NHPD begins gun buyback program

Armed with gift cards, the New Haven Police Department is looking to get approximately 100 functioning firearms off the streets in time for the holidays.

As part of a gun buyback program launched yesterday, the NHPD is offering a $100 gift card to residents in exchange for each firearm brought to police headquarters over the next couple of weeks. The program is the first of its kind in New Haven in over a decade, so its effectiveness is yet to be determined.

Police Commission chair Richard Epstein said the commissioners proposed the idea last summer in response to a recent increase in gun violence. The program is based on successful gun buyback programs in other cities such as Boston, he said.

“The motivation was to try to get guns off the streets, understanding that this alone would not be the solution but be part of the solution,” he said. “It’s just a small piece of the puzzle.”

While Epstein does not expect hardened criminals to bring in their guns and to stop committing crimes, he said bringing in guns could prevent the firearms from being stolen and subsequently used. The approach could also prevent tragedies in which guns are used in the heat of the moment, he said.

NHPD spokeswoman Bonnie Winchester said the program was designed to give New Haven residents an opportunity to get rid of guns in a safe manner.

In exchange for gift cards, residents — though not gun dealers — may bring up to five unloaded, functioning firearms per day to police headquarters at 1 Union Ave. The program will run Tuesday through Saturday afternoons from 2:00 p.m. to 7:00 p.m. until Dec. 23. But Winchester said the NHPD only has enough funds to offer approximately 100 gift cards, which can be used at a number of local stores, including Shaw’s and Wal-Mart.

Epstein said there had originally been some concern that the money used for the program would be taken from other violence-prevention resources. But all the money has been raised from private donors, he said, and will not affect the budgets of other programs.

“We reached out to area businesses and businesses with a connection to the City of New Haven, and … they did it very willingly,” he said.

Ward 11 Alderman Robert Lee said he agrees that the buyback program is only a small part of the solution. He said he and other members of the Black and Hispanic Caucus would like to see more done to catch people illegally bringing guns into the city, which he called a bigger problem.

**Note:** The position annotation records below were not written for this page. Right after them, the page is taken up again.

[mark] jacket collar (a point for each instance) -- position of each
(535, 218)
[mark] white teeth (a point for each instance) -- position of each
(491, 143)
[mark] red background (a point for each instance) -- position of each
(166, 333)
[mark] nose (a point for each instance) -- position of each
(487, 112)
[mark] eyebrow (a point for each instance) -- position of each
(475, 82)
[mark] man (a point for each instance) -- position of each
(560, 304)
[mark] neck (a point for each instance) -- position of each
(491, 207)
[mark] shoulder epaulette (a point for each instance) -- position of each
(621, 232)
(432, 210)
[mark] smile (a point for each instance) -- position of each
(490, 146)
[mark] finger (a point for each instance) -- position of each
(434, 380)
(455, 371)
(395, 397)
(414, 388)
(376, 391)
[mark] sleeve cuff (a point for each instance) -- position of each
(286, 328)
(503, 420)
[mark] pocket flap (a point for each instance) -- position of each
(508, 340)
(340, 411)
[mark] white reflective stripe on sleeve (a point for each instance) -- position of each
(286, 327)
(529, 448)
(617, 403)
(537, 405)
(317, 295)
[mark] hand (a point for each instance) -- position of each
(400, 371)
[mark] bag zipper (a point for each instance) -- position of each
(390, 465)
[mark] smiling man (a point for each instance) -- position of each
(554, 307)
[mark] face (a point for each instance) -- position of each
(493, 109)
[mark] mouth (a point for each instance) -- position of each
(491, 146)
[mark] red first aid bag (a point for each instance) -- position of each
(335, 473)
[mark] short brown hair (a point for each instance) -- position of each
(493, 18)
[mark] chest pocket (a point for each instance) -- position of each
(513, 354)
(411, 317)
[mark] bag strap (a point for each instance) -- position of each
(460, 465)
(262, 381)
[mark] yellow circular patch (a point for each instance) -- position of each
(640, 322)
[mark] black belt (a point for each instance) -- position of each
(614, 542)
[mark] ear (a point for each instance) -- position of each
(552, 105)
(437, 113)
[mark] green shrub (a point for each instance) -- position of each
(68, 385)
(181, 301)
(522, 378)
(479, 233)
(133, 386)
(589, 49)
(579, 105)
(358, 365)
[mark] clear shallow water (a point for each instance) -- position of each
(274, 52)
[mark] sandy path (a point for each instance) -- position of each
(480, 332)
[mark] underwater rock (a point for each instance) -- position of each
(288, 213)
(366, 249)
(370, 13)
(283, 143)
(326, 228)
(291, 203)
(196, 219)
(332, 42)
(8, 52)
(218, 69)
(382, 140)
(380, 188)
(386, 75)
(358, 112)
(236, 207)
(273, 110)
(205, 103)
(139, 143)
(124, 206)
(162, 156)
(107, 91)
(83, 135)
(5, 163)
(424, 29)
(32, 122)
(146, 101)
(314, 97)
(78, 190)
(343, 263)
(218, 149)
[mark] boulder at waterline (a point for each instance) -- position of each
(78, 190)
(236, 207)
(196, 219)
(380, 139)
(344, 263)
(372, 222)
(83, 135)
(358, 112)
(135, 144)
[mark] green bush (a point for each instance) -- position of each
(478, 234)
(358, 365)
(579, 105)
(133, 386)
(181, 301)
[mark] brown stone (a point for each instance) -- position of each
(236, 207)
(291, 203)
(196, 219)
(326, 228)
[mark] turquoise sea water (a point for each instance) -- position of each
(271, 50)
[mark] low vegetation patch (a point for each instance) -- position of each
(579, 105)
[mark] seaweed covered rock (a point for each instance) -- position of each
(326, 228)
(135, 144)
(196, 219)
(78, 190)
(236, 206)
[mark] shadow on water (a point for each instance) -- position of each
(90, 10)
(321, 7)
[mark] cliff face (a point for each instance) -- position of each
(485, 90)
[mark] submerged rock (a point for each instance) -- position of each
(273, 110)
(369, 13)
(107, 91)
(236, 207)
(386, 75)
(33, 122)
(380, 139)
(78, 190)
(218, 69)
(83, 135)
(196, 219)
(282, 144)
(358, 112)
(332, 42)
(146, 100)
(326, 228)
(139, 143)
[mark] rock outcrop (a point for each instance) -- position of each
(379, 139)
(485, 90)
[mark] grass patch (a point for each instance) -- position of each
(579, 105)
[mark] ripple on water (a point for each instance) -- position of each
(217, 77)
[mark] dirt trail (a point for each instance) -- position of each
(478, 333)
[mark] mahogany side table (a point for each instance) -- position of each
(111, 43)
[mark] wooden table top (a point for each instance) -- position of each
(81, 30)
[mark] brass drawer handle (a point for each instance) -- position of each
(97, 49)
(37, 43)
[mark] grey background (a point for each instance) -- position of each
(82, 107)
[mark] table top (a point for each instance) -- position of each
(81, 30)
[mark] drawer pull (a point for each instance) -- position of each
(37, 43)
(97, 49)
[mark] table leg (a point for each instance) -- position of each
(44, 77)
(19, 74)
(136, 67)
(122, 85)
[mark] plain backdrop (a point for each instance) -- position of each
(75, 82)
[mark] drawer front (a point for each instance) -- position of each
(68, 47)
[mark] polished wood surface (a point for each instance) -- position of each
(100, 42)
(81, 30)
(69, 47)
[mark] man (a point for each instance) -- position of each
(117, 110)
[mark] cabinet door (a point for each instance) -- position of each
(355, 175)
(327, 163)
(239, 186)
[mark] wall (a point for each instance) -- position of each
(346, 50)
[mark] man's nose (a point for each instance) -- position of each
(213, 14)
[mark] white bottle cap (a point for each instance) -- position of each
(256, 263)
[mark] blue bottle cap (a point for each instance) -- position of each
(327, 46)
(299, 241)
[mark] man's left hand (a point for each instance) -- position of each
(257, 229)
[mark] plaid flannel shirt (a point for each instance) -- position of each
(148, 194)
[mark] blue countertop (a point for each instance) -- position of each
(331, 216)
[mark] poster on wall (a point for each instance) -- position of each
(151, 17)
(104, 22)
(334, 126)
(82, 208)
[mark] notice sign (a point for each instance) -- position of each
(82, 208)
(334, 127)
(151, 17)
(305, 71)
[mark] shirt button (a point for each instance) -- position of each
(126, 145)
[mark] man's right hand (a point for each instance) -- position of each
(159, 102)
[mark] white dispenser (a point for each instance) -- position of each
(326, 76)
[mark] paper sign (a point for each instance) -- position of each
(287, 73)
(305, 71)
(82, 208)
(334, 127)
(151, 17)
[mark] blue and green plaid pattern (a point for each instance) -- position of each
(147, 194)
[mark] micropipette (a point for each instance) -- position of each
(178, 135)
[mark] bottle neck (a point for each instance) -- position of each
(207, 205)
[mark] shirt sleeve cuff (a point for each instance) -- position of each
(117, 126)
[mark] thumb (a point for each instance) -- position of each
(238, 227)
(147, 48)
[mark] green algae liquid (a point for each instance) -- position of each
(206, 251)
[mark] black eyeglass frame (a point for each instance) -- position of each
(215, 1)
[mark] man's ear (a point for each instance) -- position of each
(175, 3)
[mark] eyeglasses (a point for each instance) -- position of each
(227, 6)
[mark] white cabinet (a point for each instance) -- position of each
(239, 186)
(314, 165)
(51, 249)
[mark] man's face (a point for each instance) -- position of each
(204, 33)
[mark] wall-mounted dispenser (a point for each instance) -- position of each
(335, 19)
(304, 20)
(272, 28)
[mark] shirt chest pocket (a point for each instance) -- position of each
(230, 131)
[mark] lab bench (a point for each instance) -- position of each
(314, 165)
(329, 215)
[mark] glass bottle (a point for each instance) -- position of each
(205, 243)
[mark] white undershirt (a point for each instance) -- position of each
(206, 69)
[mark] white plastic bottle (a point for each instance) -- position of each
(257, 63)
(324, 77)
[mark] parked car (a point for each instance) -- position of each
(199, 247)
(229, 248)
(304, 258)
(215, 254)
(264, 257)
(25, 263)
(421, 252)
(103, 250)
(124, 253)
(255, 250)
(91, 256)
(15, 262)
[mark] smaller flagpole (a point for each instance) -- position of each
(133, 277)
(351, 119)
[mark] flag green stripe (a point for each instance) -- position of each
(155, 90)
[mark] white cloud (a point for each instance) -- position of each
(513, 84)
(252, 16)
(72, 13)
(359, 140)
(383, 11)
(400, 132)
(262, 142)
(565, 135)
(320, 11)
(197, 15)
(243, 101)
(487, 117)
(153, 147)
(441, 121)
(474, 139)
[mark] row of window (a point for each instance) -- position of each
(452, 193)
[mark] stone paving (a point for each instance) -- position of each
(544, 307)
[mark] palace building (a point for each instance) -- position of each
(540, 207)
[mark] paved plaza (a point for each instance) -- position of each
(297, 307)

“It’s good to buy the guns back and get them off the streets, but that’s not going to solve the problem,” he said. “We need to find the people [supplying] the guns [to city residents].”

Winchester said residents must store their unloaded firearms in clear plastic bags inside another container, such as a backpack, while bringing them to police headquarters. If the guns are transported in a car, they must be kept in the trunk, and all ammunition must be in a separate bag.

Once a firearm has been accepted, police will analyze the gun to determine if it has been used in a crime, Winchester said. If so, it will be preserved as evidence. Otherwise it will be destroyed.

The NHPD will also accept nonfunctional guns, rifles, shotguns, antique firearms, BB guns and holsters, though it will not give gift cards in exchange.